Foreign Policy Blogs

Liberty and the Trouble with Carbon Pricing

Broadly speaking, the U.S. government has three sets of policy options available when it comes to creating a greener global economy.

Far at one end is traditional regulation, that includes initiatives like mandated energy standards for washing machines and chirpy public education reminders to turn off the water when brushing teeth.

At the opposing end is innovation policy, where glamor and cash (and risk!) can be found.  Big, publicly funded research projects, corporate and multilateral partnerships, and large scale deployments usually stem from innovation policies.  An oft-cited example is the EPA’s new set of guidelines for emerging carbon capture techniques, specifically designed for firms planning to inject CO2 underground for the long term.

In the middle of the policy spectrum sits the big, white elephant: carbon pricing.
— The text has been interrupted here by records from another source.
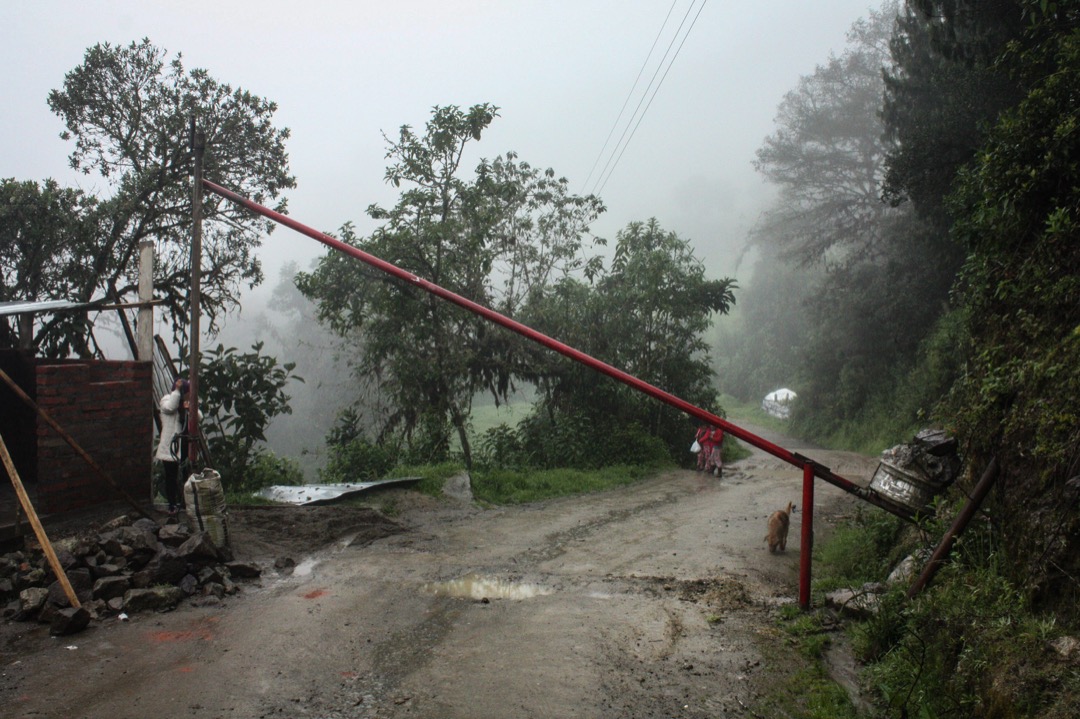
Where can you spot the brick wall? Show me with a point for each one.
(107, 407)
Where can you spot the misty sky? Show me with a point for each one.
(343, 72)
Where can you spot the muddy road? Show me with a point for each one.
(652, 600)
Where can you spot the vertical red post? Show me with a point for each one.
(806, 545)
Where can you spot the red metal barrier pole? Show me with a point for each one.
(806, 543)
(491, 315)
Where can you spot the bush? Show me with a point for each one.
(358, 460)
(571, 441)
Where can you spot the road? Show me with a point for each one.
(650, 600)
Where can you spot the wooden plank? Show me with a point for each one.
(39, 530)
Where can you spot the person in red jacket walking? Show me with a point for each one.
(714, 461)
(705, 447)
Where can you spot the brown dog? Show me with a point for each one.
(779, 521)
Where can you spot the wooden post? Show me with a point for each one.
(198, 148)
(38, 529)
(937, 559)
(145, 297)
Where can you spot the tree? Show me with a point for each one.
(127, 112)
(43, 230)
(645, 315)
(868, 279)
(1018, 217)
(943, 91)
(827, 157)
(243, 392)
(429, 356)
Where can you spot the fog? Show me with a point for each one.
(698, 83)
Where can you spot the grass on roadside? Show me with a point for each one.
(799, 684)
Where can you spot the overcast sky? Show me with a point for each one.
(343, 72)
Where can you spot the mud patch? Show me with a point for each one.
(295, 531)
(717, 593)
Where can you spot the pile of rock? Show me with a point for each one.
(127, 567)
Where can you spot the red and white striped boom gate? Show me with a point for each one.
(810, 467)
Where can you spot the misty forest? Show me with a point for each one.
(919, 268)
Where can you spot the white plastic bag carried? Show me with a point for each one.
(204, 500)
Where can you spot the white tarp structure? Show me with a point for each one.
(323, 493)
(778, 403)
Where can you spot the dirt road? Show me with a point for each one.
(646, 601)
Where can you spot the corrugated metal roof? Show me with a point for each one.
(19, 308)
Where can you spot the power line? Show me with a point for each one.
(617, 152)
(629, 95)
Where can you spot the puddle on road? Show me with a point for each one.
(474, 586)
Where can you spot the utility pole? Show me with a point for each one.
(145, 328)
(198, 148)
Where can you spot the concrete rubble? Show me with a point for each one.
(129, 567)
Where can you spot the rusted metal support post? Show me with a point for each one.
(806, 543)
(198, 148)
(982, 489)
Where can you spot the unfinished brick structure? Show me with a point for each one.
(107, 407)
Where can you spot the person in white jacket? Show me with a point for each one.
(172, 450)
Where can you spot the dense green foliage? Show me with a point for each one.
(240, 394)
(513, 239)
(847, 287)
(127, 112)
(1018, 215)
(493, 239)
(646, 315)
(43, 230)
(983, 158)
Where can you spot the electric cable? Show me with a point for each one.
(629, 95)
(606, 173)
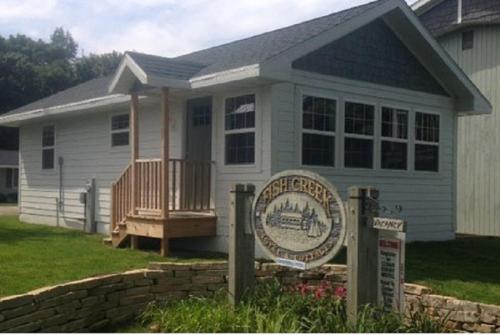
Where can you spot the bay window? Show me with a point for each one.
(394, 141)
(240, 130)
(359, 135)
(318, 131)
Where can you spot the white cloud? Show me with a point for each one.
(165, 27)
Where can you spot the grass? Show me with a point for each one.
(270, 309)
(33, 256)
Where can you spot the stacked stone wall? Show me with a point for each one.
(95, 303)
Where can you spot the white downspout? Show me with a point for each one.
(459, 11)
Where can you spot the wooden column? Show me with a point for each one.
(165, 155)
(362, 246)
(241, 242)
(134, 146)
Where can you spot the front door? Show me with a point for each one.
(199, 129)
(195, 191)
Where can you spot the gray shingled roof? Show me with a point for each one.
(165, 67)
(249, 51)
(91, 89)
(8, 157)
(259, 48)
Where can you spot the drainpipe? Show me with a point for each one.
(459, 11)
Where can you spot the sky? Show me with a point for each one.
(163, 27)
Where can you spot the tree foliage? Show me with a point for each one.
(33, 69)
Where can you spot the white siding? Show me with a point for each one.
(427, 198)
(84, 142)
(478, 172)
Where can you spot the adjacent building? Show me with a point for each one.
(469, 30)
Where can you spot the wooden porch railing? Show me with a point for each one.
(121, 198)
(190, 184)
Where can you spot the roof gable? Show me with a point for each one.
(373, 54)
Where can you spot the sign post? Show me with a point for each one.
(241, 242)
(362, 242)
(391, 263)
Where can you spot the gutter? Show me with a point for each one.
(62, 109)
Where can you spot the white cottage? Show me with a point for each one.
(362, 96)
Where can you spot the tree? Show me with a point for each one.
(33, 69)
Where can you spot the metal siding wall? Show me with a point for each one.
(478, 172)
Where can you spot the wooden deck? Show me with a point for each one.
(189, 212)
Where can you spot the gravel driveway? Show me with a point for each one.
(8, 210)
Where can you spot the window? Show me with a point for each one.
(318, 135)
(120, 129)
(11, 178)
(240, 129)
(201, 116)
(426, 142)
(394, 144)
(48, 147)
(359, 132)
(467, 40)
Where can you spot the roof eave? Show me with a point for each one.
(16, 120)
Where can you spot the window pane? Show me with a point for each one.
(318, 150)
(426, 157)
(319, 113)
(201, 116)
(394, 123)
(119, 139)
(427, 127)
(240, 112)
(119, 122)
(47, 159)
(48, 136)
(359, 118)
(8, 178)
(240, 148)
(394, 155)
(358, 153)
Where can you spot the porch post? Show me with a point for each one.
(165, 155)
(134, 146)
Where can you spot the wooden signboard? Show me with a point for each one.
(391, 263)
(299, 219)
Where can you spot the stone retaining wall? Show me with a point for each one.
(95, 303)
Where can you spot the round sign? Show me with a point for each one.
(299, 219)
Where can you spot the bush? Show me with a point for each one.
(270, 309)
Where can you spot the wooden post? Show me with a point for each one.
(165, 155)
(362, 249)
(241, 242)
(134, 146)
(134, 242)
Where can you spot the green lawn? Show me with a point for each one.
(33, 256)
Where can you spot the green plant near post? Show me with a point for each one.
(271, 309)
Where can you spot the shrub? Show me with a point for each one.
(271, 309)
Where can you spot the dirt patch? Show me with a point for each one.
(8, 210)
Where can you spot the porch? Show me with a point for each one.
(162, 198)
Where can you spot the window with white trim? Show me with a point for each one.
(240, 130)
(426, 142)
(394, 141)
(48, 147)
(120, 130)
(359, 135)
(318, 130)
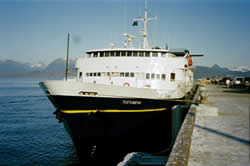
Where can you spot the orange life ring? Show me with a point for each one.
(126, 84)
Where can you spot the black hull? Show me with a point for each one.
(99, 126)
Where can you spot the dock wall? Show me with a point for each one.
(180, 152)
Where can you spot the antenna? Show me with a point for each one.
(129, 41)
(67, 60)
(144, 29)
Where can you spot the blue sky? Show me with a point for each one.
(36, 30)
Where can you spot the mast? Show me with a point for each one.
(67, 60)
(144, 29)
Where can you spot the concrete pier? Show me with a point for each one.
(221, 130)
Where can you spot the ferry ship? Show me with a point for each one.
(122, 98)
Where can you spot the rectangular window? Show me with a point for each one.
(141, 54)
(117, 53)
(112, 53)
(152, 76)
(172, 77)
(95, 54)
(122, 74)
(163, 54)
(134, 53)
(106, 54)
(157, 76)
(154, 54)
(116, 74)
(103, 74)
(163, 77)
(129, 53)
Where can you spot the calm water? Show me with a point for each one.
(29, 132)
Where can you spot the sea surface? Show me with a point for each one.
(29, 132)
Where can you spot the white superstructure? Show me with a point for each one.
(159, 73)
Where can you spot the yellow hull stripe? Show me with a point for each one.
(110, 111)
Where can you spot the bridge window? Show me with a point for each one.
(154, 54)
(134, 53)
(112, 53)
(172, 77)
(157, 76)
(95, 54)
(117, 53)
(106, 54)
(152, 76)
(122, 74)
(163, 76)
(163, 54)
(123, 53)
(141, 53)
(129, 53)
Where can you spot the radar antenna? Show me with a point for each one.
(128, 43)
(144, 29)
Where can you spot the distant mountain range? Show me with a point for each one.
(56, 69)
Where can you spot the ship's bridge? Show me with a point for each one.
(142, 68)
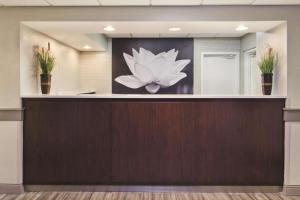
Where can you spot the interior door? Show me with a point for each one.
(220, 73)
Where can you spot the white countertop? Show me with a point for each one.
(152, 96)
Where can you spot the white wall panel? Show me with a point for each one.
(10, 152)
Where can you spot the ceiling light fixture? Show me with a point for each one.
(87, 47)
(241, 28)
(109, 28)
(174, 29)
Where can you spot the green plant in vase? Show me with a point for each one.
(46, 61)
(266, 66)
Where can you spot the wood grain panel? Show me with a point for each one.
(67, 142)
(154, 141)
(207, 142)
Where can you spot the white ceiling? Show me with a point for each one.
(143, 2)
(75, 34)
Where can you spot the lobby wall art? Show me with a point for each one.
(152, 66)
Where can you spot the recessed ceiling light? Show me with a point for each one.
(109, 28)
(87, 47)
(241, 28)
(174, 29)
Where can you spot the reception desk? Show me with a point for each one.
(153, 140)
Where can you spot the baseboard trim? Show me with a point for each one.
(11, 188)
(291, 190)
(114, 188)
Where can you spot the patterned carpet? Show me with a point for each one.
(145, 196)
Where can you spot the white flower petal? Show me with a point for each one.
(172, 79)
(180, 65)
(129, 61)
(172, 55)
(152, 88)
(130, 81)
(148, 56)
(143, 73)
(136, 56)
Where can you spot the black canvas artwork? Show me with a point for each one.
(152, 66)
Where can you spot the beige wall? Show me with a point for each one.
(95, 71)
(10, 19)
(65, 75)
(276, 38)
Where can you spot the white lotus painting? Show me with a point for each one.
(152, 72)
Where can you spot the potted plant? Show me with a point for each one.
(266, 66)
(46, 61)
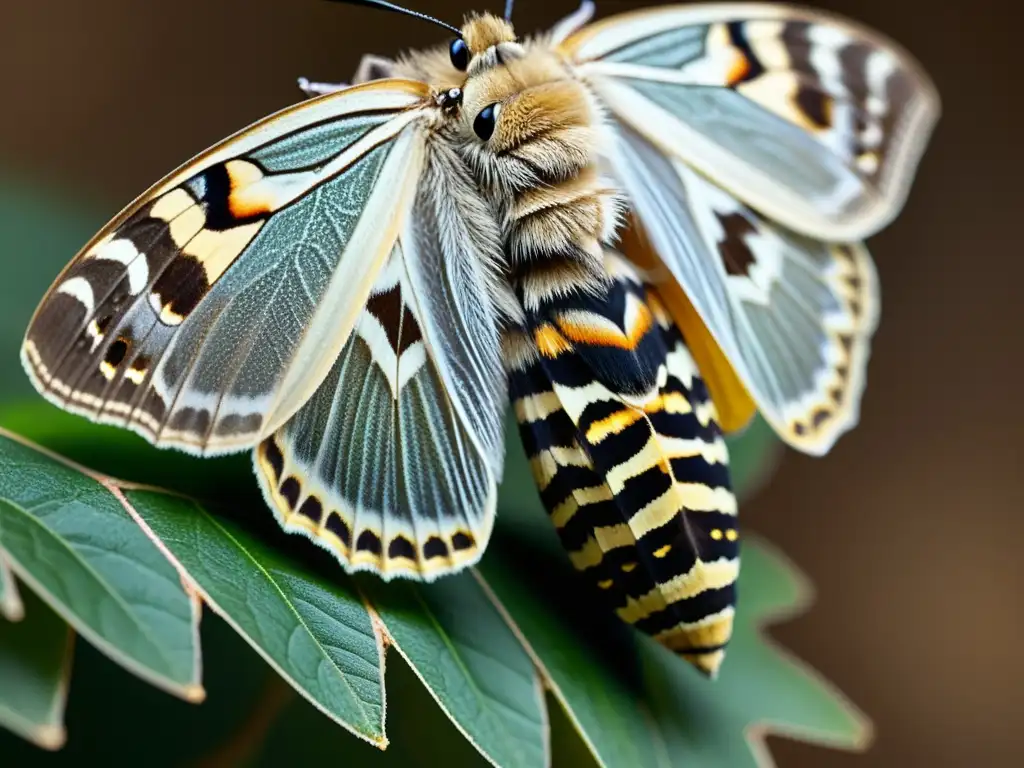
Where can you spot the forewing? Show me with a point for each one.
(793, 315)
(393, 464)
(210, 309)
(815, 122)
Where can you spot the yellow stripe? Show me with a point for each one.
(702, 577)
(588, 555)
(546, 464)
(656, 513)
(613, 537)
(561, 514)
(710, 663)
(700, 498)
(712, 630)
(649, 456)
(536, 407)
(670, 402)
(611, 425)
(684, 448)
(549, 342)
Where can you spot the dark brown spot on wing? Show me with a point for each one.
(815, 105)
(736, 255)
(434, 547)
(338, 526)
(369, 542)
(312, 509)
(401, 547)
(273, 458)
(386, 307)
(290, 491)
(181, 286)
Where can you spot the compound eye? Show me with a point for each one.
(485, 121)
(460, 53)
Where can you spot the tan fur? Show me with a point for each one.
(482, 31)
(539, 168)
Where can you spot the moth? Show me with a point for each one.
(640, 231)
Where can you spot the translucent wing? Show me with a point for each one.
(811, 120)
(208, 311)
(793, 315)
(393, 463)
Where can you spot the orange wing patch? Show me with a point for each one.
(734, 404)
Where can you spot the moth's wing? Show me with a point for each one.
(393, 463)
(631, 464)
(810, 119)
(794, 316)
(734, 406)
(211, 308)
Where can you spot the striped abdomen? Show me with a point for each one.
(630, 462)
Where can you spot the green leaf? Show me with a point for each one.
(67, 536)
(762, 688)
(473, 666)
(35, 667)
(586, 655)
(314, 631)
(634, 702)
(121, 453)
(10, 601)
(754, 454)
(420, 735)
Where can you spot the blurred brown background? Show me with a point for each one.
(911, 527)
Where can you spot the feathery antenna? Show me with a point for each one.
(383, 5)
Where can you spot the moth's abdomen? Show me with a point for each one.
(630, 462)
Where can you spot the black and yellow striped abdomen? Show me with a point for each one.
(630, 462)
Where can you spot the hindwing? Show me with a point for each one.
(630, 461)
(210, 309)
(794, 316)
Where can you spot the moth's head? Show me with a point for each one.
(524, 121)
(486, 41)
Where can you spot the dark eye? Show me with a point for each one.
(460, 53)
(485, 121)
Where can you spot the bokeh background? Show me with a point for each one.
(911, 527)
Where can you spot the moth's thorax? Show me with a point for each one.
(540, 167)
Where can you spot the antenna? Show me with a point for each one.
(383, 5)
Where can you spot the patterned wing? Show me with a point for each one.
(793, 315)
(392, 465)
(813, 121)
(630, 461)
(208, 311)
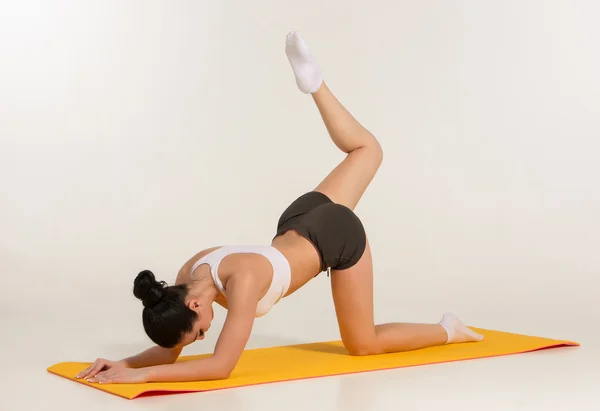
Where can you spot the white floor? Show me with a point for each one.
(559, 379)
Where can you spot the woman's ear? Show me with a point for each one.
(194, 305)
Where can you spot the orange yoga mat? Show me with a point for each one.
(294, 362)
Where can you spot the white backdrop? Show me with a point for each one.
(134, 134)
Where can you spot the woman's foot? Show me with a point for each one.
(457, 331)
(306, 71)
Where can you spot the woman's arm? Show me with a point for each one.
(242, 300)
(152, 357)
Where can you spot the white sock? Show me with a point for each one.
(306, 71)
(457, 331)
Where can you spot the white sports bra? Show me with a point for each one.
(281, 271)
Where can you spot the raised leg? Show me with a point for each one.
(352, 291)
(347, 182)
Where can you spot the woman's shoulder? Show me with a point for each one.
(184, 272)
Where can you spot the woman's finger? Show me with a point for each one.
(98, 366)
(84, 372)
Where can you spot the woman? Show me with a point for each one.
(317, 232)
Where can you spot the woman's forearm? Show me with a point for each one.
(209, 368)
(152, 356)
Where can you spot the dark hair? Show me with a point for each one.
(166, 317)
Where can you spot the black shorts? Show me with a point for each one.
(335, 231)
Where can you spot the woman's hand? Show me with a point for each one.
(100, 365)
(121, 375)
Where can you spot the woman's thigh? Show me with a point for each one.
(352, 291)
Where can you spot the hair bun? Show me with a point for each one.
(147, 289)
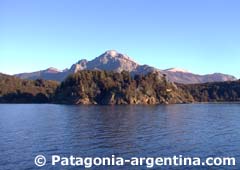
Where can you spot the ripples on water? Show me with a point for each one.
(200, 130)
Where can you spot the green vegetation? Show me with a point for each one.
(15, 90)
(102, 87)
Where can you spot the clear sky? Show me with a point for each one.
(202, 36)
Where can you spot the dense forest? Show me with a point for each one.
(102, 87)
(15, 90)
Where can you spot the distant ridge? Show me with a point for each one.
(112, 60)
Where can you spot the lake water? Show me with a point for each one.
(200, 130)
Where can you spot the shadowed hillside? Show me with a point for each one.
(101, 87)
(15, 90)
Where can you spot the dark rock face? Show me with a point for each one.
(101, 87)
(15, 90)
(113, 61)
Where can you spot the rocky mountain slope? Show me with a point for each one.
(113, 61)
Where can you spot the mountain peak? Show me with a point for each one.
(112, 53)
(53, 70)
(177, 70)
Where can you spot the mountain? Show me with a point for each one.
(113, 61)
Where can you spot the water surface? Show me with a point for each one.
(201, 130)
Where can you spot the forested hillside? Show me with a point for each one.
(15, 90)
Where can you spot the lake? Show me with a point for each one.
(200, 130)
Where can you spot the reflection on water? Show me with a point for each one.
(191, 130)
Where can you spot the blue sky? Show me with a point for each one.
(202, 36)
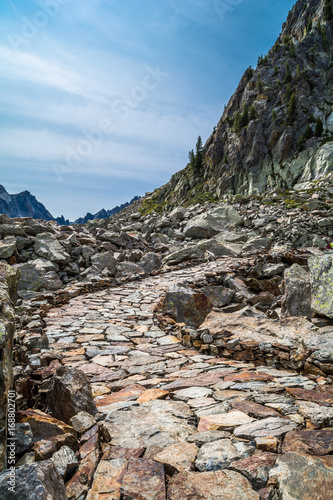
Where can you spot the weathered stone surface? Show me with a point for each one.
(309, 395)
(151, 394)
(65, 461)
(104, 260)
(248, 377)
(82, 422)
(83, 477)
(313, 442)
(220, 485)
(321, 416)
(271, 426)
(256, 468)
(69, 394)
(202, 226)
(297, 475)
(192, 392)
(186, 305)
(267, 443)
(35, 277)
(150, 262)
(47, 246)
(132, 392)
(254, 409)
(200, 438)
(219, 295)
(297, 300)
(108, 479)
(224, 421)
(8, 282)
(321, 269)
(40, 480)
(177, 457)
(24, 438)
(44, 426)
(143, 479)
(220, 454)
(128, 269)
(7, 247)
(157, 423)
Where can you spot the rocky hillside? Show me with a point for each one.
(22, 205)
(104, 214)
(276, 130)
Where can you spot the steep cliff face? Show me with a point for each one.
(277, 129)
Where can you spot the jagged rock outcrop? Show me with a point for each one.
(8, 282)
(276, 130)
(22, 205)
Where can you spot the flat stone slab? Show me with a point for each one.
(254, 409)
(220, 454)
(248, 377)
(220, 485)
(132, 392)
(297, 475)
(314, 396)
(144, 479)
(313, 442)
(256, 468)
(224, 421)
(192, 393)
(272, 426)
(178, 457)
(157, 423)
(151, 394)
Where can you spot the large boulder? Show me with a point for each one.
(226, 485)
(125, 269)
(203, 226)
(157, 423)
(38, 275)
(187, 305)
(298, 475)
(177, 214)
(47, 246)
(8, 278)
(150, 262)
(39, 480)
(227, 216)
(7, 247)
(69, 394)
(321, 269)
(104, 260)
(297, 300)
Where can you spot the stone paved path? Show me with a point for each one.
(181, 425)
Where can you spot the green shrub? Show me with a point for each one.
(291, 113)
(319, 128)
(288, 76)
(328, 11)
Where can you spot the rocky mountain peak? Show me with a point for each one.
(276, 130)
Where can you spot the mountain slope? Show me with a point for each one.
(104, 214)
(22, 205)
(277, 127)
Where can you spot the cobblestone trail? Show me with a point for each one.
(177, 424)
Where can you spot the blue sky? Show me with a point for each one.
(101, 100)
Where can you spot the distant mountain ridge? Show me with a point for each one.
(276, 131)
(22, 205)
(104, 214)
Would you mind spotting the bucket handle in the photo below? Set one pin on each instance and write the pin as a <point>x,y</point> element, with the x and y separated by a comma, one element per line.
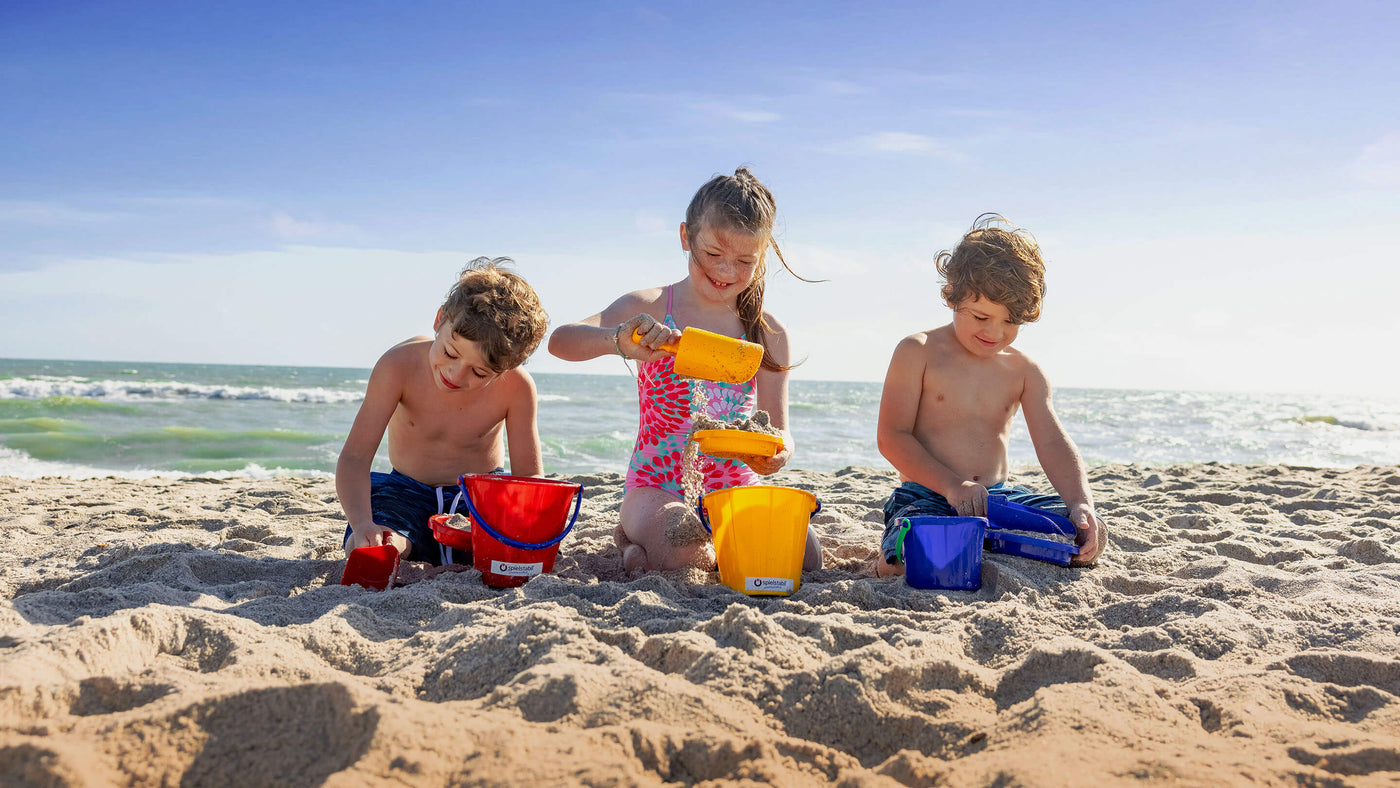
<point>899,543</point>
<point>704,518</point>
<point>507,540</point>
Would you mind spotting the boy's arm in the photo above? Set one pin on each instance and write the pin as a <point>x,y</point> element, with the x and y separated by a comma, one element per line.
<point>522,428</point>
<point>772,396</point>
<point>381,398</point>
<point>895,431</point>
<point>1063,465</point>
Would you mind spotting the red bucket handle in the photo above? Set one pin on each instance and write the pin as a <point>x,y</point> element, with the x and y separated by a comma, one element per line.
<point>507,540</point>
<point>704,518</point>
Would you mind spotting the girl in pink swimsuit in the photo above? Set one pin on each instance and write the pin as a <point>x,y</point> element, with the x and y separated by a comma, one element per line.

Broken down, carbon pricing involves taxation or a tradable emission permits scheme (cap-and-trade). Carbon pricing has grown as a regulatory instrument but mainly in Europe.  Between July 2008 and July 2009, roughly 36 major carbon pricing developments were implemented in the EU.  Over the same period, in the U.S., that number was 2.

In the United States, the biggest obstacle to limiting greenhouse emissions is disagreement over the legitimacy and fairness of either potential pricing solution.  Whether the anticipated climate bill moves forward this year will depend on Congress and its general unwillingness to deal with climate change, its over-reliance on renewable energies and of course, its preoccupation with health care matters.

In yesterday’s New York Times, economics professor, Robert H. Frank provided a thoughtful commentary, suggesting that the prevention or passing of national climate legislation runs deeper than denial, partisan wars or political pragmatism.  Though there is a growing agreement that something must be done about global warming, many associate its regulation with the sacrifice of individual rights:

[Taxation and cap-and-trade] have been attacked as unacceptable restrictions on individual liberty.  The attacks have come from both sides of the political aisle, but have been pressed with particular insistence by conservatives and libertarians…Much of this opposition is rooted in a passionate distaste for ‘social engineering’ which, according to the conservative columnist Henry Lamb, ‘always ends in disaster.'”

This commentary piece relies heavily on the theories of the famous economist Ronald H. Coase who, at almost 100 years old, is still following the effects of negative externalities and how they relate to today’s proposed carbon pricing solutions.  Though normally skeptical of government intervention (free markets always reach the most productive level of activity when left untouched), Coase concedes that markets have failed when it comes to global warming, namely because, for individual players, the transaction costs are prohibitive and negotiation is impractical.

Short of walking to your neighborhood smoke stack and politely asking its operator to reduce the smoggy output, the next best option is for government to mimic an emissions reduction solution that people would have adopted, had they perfect information and no obstacles to exchange.